All of which meant that by the time De Falaise and his officers entered France, they were in no mood for the resistance they met there either. On the one hand, it made him proud that his people hadn't just rolled over and given in. But on the other, it meant that De Falaise would be denied the role of Governor here as well.
'Merde,' he'd muttered to himself as they were driven out of Paris by the most powerful gang in charge there. 'It was such a good plan, too.'
But there was still hope. Whispers reached them that across the sea, the once 'Great' Britain was but a shadow of its former self. And something about that definitely appealed to De Falaise, as it probably would have done to his old history teacher. Just like in 1066, when William the Conqueror's Norman army had landed at Pevensey beach and then defeated Harold at Hastings, De Falaise would claim the place as his own. William had quashed all the rebellions after he was crowned King, so why shouldn't he do the same? It was also the chance to put right a few wrongs. The outrages of the Hundred Years' War, for example, when repeated attempts to take over France had failed – and then, of course, there was Napoleon's defeat at Waterloo. That still stung. The one-time Emperor's downfall after that had been swift and marked a turning point in the war between Britain and France that straddled the eighteenth and nineteenth Centuries. A war which, at its heart, went back much further.

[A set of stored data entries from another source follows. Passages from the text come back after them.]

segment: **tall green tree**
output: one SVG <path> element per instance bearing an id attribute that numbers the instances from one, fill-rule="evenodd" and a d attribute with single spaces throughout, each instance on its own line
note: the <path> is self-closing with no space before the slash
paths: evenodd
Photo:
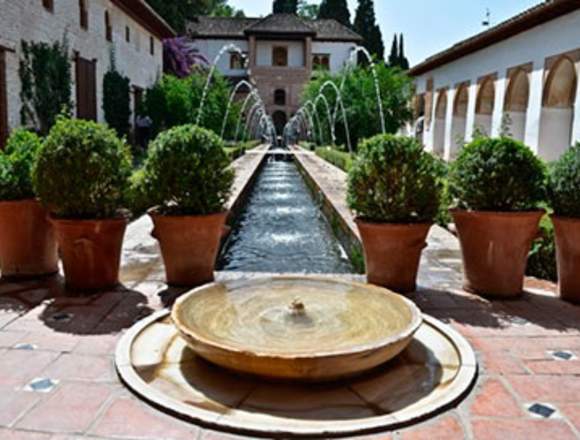
<path id="1" fill-rule="evenodd" d="M 399 42 L 397 34 L 393 37 L 393 44 L 391 45 L 391 53 L 389 55 L 389 66 L 395 67 L 399 65 Z"/>
<path id="2" fill-rule="evenodd" d="M 351 26 L 346 0 L 322 0 L 318 18 L 334 18 L 345 26 Z"/>
<path id="3" fill-rule="evenodd" d="M 379 60 L 385 58 L 383 34 L 377 24 L 373 0 L 359 0 L 354 19 L 354 30 L 363 37 L 363 46 Z"/>
<path id="4" fill-rule="evenodd" d="M 409 60 L 405 56 L 405 40 L 403 34 L 399 37 L 399 67 L 403 70 L 409 70 Z"/>
<path id="5" fill-rule="evenodd" d="M 274 0 L 274 14 L 297 14 L 298 0 Z"/>
<path id="6" fill-rule="evenodd" d="M 308 0 L 298 0 L 298 15 L 309 20 L 316 20 L 320 13 L 320 6 L 309 3 Z"/>

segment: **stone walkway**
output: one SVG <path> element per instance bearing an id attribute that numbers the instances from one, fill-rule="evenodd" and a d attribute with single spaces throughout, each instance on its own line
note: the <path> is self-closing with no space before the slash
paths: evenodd
<path id="1" fill-rule="evenodd" d="M 331 165 L 316 166 L 329 167 L 330 183 L 344 178 Z M 236 438 L 156 411 L 116 377 L 113 355 L 120 336 L 181 293 L 163 282 L 150 229 L 146 217 L 130 226 L 123 287 L 116 290 L 73 297 L 64 292 L 61 277 L 0 282 L 0 439 Z M 365 438 L 580 438 L 580 307 L 560 301 L 553 285 L 537 280 L 528 280 L 528 292 L 518 301 L 464 292 L 457 241 L 439 228 L 430 236 L 420 285 L 412 299 L 476 349 L 478 383 L 458 408 L 436 419 Z"/>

De Falaise had to know for sure, however, what condition the island was in. Which was why they'd made the effort of staking out the Channel Tunnel. Sooner or later, he realised, someone was bound to come through it from the other side and then… well, they'd get first hand information about the situation.
'Everything's gone to shit. It's chaos… Fucking chaos. Why do you think we came through the tunnel? It's like being back in the dark ages.'
How appropriate, thought De Falaise.